5.3.2. Sensitivity Analysis of Carbon Quotas

Carbon quotas are the allowable emissions of carbon dioxide set by the government to encourage companies to reduce energy consumption and emissions. When formulating transportation strategies, companies need to consider not only traditional cost factors such as transport costs, transshipment costs, and reconstruction costs, but also the costs associated with allocating carbon quotas. If carbon quotas are insufficient, companies may need to purchase additional quotas in the market, thereby increasing the total cost. Conversely, if quotas are abundant, companies can generate revenue by selling excess quotas.
Therefore, the prediction and allocation of carbon quotas by enterprises may affect the OMTP-OHC. By varying the quantity of carbon quotas, we can analyze carriers’ decisions under different carbon quota scenarios and thus understand the impact of changes in carbon quotas on decision-making.
Since the normal distribution has the highest probability of occurrence at its mean value, we can utilize the 68-95-99.7 rule to understand its characteristics. According to this rule, for any normal distribution, approximately 68.3% of the data fall within the interval of the mean ± 1 standard deviation, 95% of the data fall within the mean ± 2 standard deviations, and 99.7% of the data fall within the mean ± 3 standard deviations. Therefore, the price of ETS has a high probability of fluctuating between 7.67 and 8.48.
From Table 8, we observe that under constant carbon prices, increasing carbon quotas leads to a slight increase in total costs, although this increase is relatively small. Interestingly, variations in carbon quota levels at the same carbon price do not significantly alter the optimal path. This indicates that in a stable emission trading price market under ETS policy, total costs are not highly sensitive to changes in carbon quotas.
When the emission trading price is between USD 7.67/t and USD 7.79/t, the optimal path remains unchanged (Path B1) despite changes in carbon quotas. This stability suggests that companies can increase carbon quotas without significantly affecting costs. However, when the price ranges from USD 7.91/t to USD 8.48/t, the optimal path shifts to Path B2, indicating a preference for more energy-efficient routes at higher emission trading prices. This further illustrates that at higher emission trading prices, carriers tend to choose more energy-efficient and emission-reducing routes.
Overall, the impact of carbon quotas within a reasonable range on total costs is limited, showing that carriers are not highly sensitive to these quotas under the current ETS mechanism.
The potential reasons for the low sensitivity of the OMTP-OHC model to ETS price fluctuations and preset carbon quotas may be as follows: On the one hand, this may be due to the characteristics of the cargo and the composition of multimodal transportation costs: the transportation and modification costs of OHC are significantly higher than the carbon emission costs. Since these costs dominate the total expenses, the impact of carbon costs under the current Chinese ETS policy on the overall cost structure is limited. On the other hand, the current ETS policy prices in China are not considered high, and even seem to be slightly on the lower side. In the model constructed in this paper, price fluctuations are simulated within a reasonable range based on market data. Due to the slightly low carbon prices, the resulting carbon emission costs are also low. In the case studies used in this paper, carbon trading costs account for only a small portion of the total costs, and thus may have a limited impact on the overall costs.
For enterprises, setting a reasonable carbon quota for a given transport task within the estimated range has a relatively small effect on overall costs. Conversely, changes in ETS prices significantly influence route decisions, and raising the ETS price can incentivize companies to adopt more proactive emission reduction measures.
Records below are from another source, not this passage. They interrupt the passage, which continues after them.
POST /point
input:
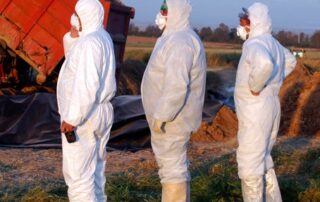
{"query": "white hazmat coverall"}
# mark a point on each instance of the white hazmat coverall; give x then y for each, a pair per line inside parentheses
(173, 89)
(263, 66)
(85, 87)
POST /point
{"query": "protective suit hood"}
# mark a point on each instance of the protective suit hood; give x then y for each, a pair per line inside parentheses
(178, 15)
(91, 14)
(260, 21)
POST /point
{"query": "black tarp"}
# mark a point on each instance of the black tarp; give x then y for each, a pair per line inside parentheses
(33, 121)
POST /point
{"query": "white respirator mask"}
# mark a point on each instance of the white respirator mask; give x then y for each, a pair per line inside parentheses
(242, 33)
(161, 21)
(74, 21)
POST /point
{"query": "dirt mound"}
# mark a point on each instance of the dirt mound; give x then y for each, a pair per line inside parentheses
(130, 78)
(300, 97)
(223, 127)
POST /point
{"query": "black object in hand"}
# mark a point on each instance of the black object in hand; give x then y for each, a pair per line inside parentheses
(71, 136)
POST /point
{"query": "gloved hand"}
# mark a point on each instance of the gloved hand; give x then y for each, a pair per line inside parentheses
(255, 94)
(157, 126)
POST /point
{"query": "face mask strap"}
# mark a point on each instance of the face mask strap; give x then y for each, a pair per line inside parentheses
(80, 24)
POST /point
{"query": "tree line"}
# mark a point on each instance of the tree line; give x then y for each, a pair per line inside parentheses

5.4. Analysis of Decisions under Carbon Tax Policy

Based on the current global carbon pricing, this paper categorizes carbon taxes into five levels: low carbon tax (USD 3.65/t), lower-intermediate carbon tax (USD 8.40/t), intermediate carbon tax (USD 50.48/t), upper-intermediate carbon tax (USD 91.14/t), and high carbon tax (USD 131.81/t). This classification aims to analyze the impact of different carbon tax levels on the OMTP-OHC. Using these five carbon tax prices as input parameters for the carbon tax model, we calculate the optimal decision paths under each tax level. The optimal solutions obtained under different carbon tax levels are presented in Table 9.
This section examines the impact of different carbon tax levels on decision-makers’ route choices by comparing carbon tax prices. Under a low carbon tax price of USD 3.65/t, the cost-optimal solution C1 remains the same as the optimal solution A1 under a zero-carbon emission policy. This suggests that at low carbon tax levels, decision-makers are not sufficiently incentivized to shift toward more energy-efficient and low-carbon routes. However, increasing the carbon tax price to USD 8.40/t (a lower-intermediate carbon tax) leads decision-makers to switch from route C1 to route C2. Despite a cost increase of USD 743.88, this change results in a significant 30.01% reduction in carbon emissions.
At an intermediate carbon tax level, emission reduction becomes even more pronounced. Compared to the previous two carbon price levels, the intermediate carbon tax prompts decision-makers to favor route C3, representing a more carbon-efficient transportation path. Carbon emissions decrease by 49.59%, but costs increase by USD 5514.69 compared to route C1. Results obtained under upper intermediate and high carbon tax prices further confirm the significant impact of increasing carbon tax prices on emission reduction. In both cases, decision-makers tend to choose the most energy-efficient and low-carbon route, represented by route C4. However, despite the upper-intermediate carbon tax price, there is no significant change in route selection during the final decision-making process; this suggests that decision sensitivity to carbon tax price variations may diminish in a high-carbon tax environment. Consequently, setting an appropriate carbon tax level can balance carrier interests while achieving climate change mitigation and energy efficiency goals.
In conclusion, setting a reasonable level of carbon tax is crucial for incentivizing the choice of energy-efficient and low-carbon pathways. Policymakers should consider the economic capacity of carriers while ensuring that the carbon tax price level effectively promotes energy transition and the achievement of carbon neutrality goals.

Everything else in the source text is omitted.